DE PROFUNDIS …

De profùndis clamàvi ad te, Dòmine;
Dòmine, exàudi vocem meam.
(Dal profondo a te grido, o Signore;
Signore, ascolta la mia voce.)

Inizia così il salmo 130 (129),
l’undicesimo del gruppo chiamato “delle salite”.

E’ una preghiera “umana” che per secoli, i cristiani hanno usato davanti ai propri cari defunti. E’ una invocazione alla misericordia di Dio al quale , come se ce ne fosse bisogno e credendolo in una forma antropomorfa, gli si ricorda che è misericordioso.
Sono parole umanissime che provano a dire un qualcosa di indicibile.
L’uomo ha iniziato più di 100.000 anni fa a seppellire i morti anche se una viva discussione è ancora accesa ora tra gli studiosi che si dividono tra chi crede che già in quel rito ci fosse una credenza in una vita futura e chi invece lo nega. A noi poco importa. Sta di fatto che andando all’indietro fino all’uomo di Neanderthal troviamo le prime sepolture rituali di ominidi.
Oggi è di uso comune e voluto anche dalla legge la sepoltura dei propri cari in quelli che vengono chiamati “cimiteri”. Dal latino tardo coemeterium, dal greco koimētḗrion ‘dormitorio, cimitero’, derivazione di koimáō ‘metto a giacere’. Meravigliosa è l’etimologia di questa parola, quasi come stesse ad indicare che la morte non ha l’ultima parola perché è soltanto un “sonno”.
Esistono di questi luoghi dove le famiglie, quelle più benestanti, hanno fatto erigere delle vere e proprie opere d’arte facendo costruire tombe famigliari.

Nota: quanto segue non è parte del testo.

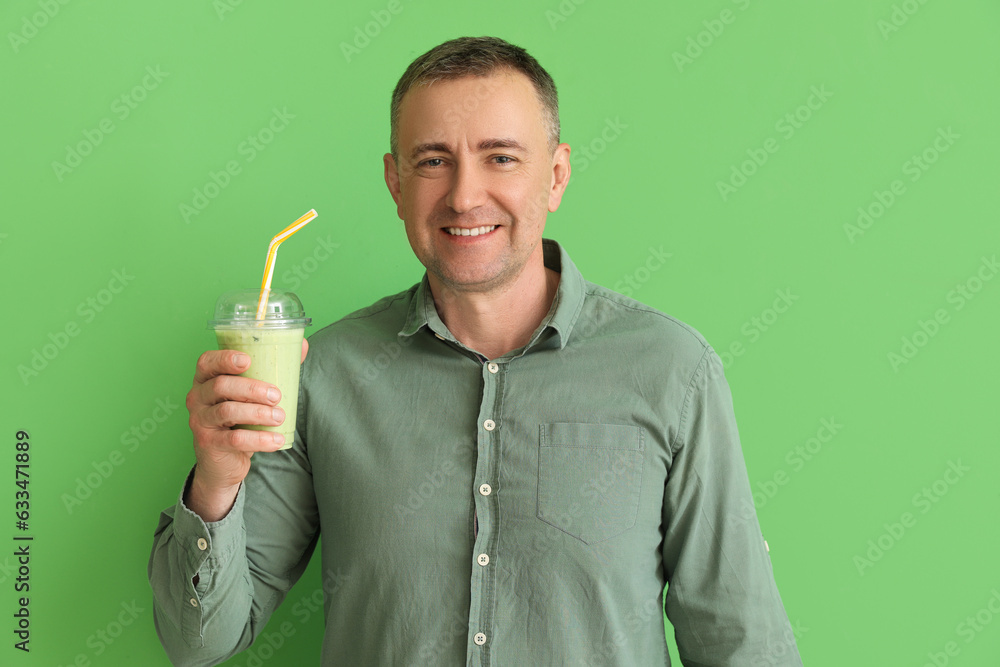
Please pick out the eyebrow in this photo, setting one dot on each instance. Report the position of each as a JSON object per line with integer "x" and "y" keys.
{"x": 484, "y": 145}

Questi cimiteri vengono chiamati appunto “monumentali” proprio perché vi si trovano dei monumenti a tutti gli effetti.
Nelle mie immagini ritraggo alcuni di questi monumenti che parlano, dicono, urlano la disperazione della perdita di una persona cara e di fronte ai quali è necessario rimanere in rispettoso silenzio.

In questo progetto artistico voglio andare toccare delle corde che sono molto delicate ovvero quelle che riguardano la morte. La domanda per eccellenza alla quale non vi è risposta è “perché il male e la morte?”. E’ una domanda che ci interpella tutti e che prima o dopo ci raggiunge. La differenza sta soltanto nel voler preparare quell’evento oppure negarlo fino al giorno in cui arriverà e ci prenderà di sorpresa. L’uomo sa di dover morire, ma non sa il come morirà e, anche se sembra impossibile, può scegliere il come morire: può subire quell’atto o può farlo diventare un momento di “luce” dove l’ultimo respiro diventa vita che rimane.
E’ un argomento molto molto delicato e di fronte al quale è necessario fare silenzio. Le immagini di questo progetto non hanno nessuna pretesa se non quella di rimanere immobili e “pensanti” di fronte al momento della morte.

“Non temiamo la morte, ma il pensiero della morte.”